We all know that person who has to buy the best of everything. This person doesn't need industrial strength, but if it is an option, that is the product they choose. I feel sorry for those people, because the new Samsung 850 EVO 4TB, like the 2TB before it, is the consumer SSD version of industrial strength.
The high capacity 850 EVO's success isn't a mistake. The configuration is very close to one of Samsung's enterprise products, which are usually one generation ahead of the consumer version. The Samsung PM863 4TB has shipped for several months, but the company scheduled the series for an update that will increase the capacity up to 8TB. That's not to say we will see an 850 EVO 8TB anytime soon, but that is the promise of 3D V-NAND.
Until now, SSDs have been the little drives that you put an operating system on but still have to use a hard disk drive for capacity storage, be it either inside the box, or outside the box in a NAS or DAS system. The Samsung 850 EVO 4TB matches even the largest 2.5" hard disk drive in capacity, and for the first time in a consumer SSD, the 850 EVO 4TB actually packs the same density into a smaller package.
Seagate ships a 4TB hard disk drive, but it still requires a 15mm Z-height (thickness), which is a standard ripped from enterprise products. Unlike the larger drives, the 850 EVO uses the consumer-standard 7mm Z-height that is compatible with notebooks.

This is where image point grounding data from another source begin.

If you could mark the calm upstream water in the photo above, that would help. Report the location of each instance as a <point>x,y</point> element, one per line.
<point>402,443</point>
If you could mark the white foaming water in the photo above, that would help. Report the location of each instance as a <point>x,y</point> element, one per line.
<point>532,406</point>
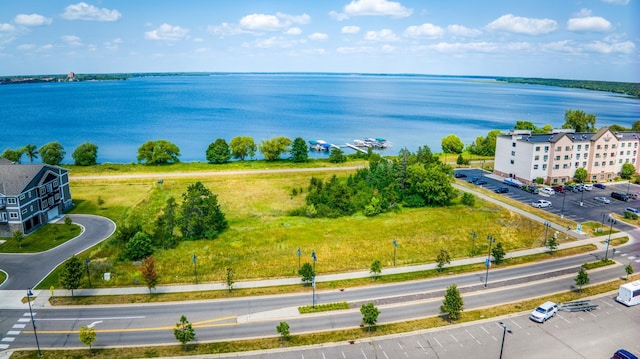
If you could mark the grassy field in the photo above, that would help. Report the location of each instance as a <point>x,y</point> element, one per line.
<point>262,240</point>
<point>324,337</point>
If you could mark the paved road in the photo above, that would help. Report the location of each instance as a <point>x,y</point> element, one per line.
<point>27,270</point>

The biggest hard disk drive in the notebook-friendly form factor is 2TB, which is half the size of the 850 Evo 4TB. In the future, SSD capacity will grow in large bursts similar to the 850 Evo's jump from 2TB to 4TB. This jump isn't a shot across the bow to hard disk drive manufacturers; it's a boot on the throat.

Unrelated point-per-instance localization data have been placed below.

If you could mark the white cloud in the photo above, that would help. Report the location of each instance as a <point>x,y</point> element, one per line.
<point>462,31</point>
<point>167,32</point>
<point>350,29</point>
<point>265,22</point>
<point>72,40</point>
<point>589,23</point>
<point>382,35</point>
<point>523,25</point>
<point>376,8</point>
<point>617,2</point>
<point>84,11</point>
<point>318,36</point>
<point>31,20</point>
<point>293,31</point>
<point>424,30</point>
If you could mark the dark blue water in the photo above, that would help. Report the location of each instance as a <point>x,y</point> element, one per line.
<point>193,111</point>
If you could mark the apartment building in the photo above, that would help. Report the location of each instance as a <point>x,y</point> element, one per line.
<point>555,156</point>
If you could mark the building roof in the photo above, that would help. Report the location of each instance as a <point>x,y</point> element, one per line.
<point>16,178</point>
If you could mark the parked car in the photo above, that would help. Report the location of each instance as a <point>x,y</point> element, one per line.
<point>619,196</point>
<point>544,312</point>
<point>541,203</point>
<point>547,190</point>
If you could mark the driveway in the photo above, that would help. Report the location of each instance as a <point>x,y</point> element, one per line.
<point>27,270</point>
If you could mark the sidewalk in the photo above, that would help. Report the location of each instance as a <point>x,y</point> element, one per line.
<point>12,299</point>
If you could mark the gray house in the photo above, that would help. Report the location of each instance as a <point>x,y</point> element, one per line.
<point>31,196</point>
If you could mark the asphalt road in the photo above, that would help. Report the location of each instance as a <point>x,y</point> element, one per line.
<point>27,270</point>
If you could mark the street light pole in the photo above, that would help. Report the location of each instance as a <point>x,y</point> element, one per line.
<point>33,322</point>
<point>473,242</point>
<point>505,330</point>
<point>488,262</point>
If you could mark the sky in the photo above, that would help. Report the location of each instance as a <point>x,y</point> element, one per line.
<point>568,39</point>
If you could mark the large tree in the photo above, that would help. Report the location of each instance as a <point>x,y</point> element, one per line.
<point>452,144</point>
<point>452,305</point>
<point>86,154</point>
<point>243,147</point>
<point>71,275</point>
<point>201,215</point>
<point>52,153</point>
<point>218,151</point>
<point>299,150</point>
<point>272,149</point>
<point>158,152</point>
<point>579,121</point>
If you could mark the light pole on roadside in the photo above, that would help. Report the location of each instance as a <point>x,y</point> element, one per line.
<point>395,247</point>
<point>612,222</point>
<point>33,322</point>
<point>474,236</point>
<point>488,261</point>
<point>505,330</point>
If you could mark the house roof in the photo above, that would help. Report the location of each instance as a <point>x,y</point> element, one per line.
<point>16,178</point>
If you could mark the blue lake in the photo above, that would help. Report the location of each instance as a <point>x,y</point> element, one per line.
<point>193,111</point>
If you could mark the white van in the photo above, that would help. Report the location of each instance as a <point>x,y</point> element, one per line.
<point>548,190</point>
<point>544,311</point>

Performance and price are two other important points that we should consider beyond just the capacity increase. The Samsung 850 EVO 4TB is not just the fastest consumer SSD ever to ship; it is also the most expensive currently on the market. The Intel SSD 750 1.2TB, a very high-performance NVMe SSD designed for enthusiasts and professional users, was the previous "most expensive" titleholder. At $1,200 the SSD 750 gave many enthusiasts sticker shock, and we expect the same reaction to the 850 EVO 4TB's $1,499 MSRP.
The 850 Evo's price will decrease over time. The first four 850 EVO SSDs (120GB to 1TB) now cost 40 percent less than the launch-time MSRP. The year-old 850 EVO 2TB has barely moved the needle, but that should change now that Samsung has moved the drives over to new 48-layer NAND with double the die density.
The fact that Samsung did not release an 850 Pro 4TB is very telling. Analysts have been projecting for several years that the flash manufacturers will ship more TLC flash this year than MLC. TLC flash is a depressing thought for some enthusiasts, but the technology from other flash manufacturers fails to deliver the same performance or endurance as Samsung's 3D V-NAND TLC. Samsung's 3D TLC V-NAND is so good that we should only compare it to MLC flash from other manufacturers.
Now that Samsung has a 4TB SSD others will follow with a comparable product, like the OWC Mercury Electra 2TB. Unfortunately, those vendors that match the 4TB capacity point use low-cost, low-performance components to bridge two SSDs internally. The weak spot is the RAID controller, and two wrongs don't make a right. Without 3D NAND flash, controllers that can address large DRAM memory buffers, and the technology to put it all together, it will be difficult for others to match Samsung's 4TB offering.
Samsung didn't take any shortcuts to get to 4TB, but that magic comes at a high price.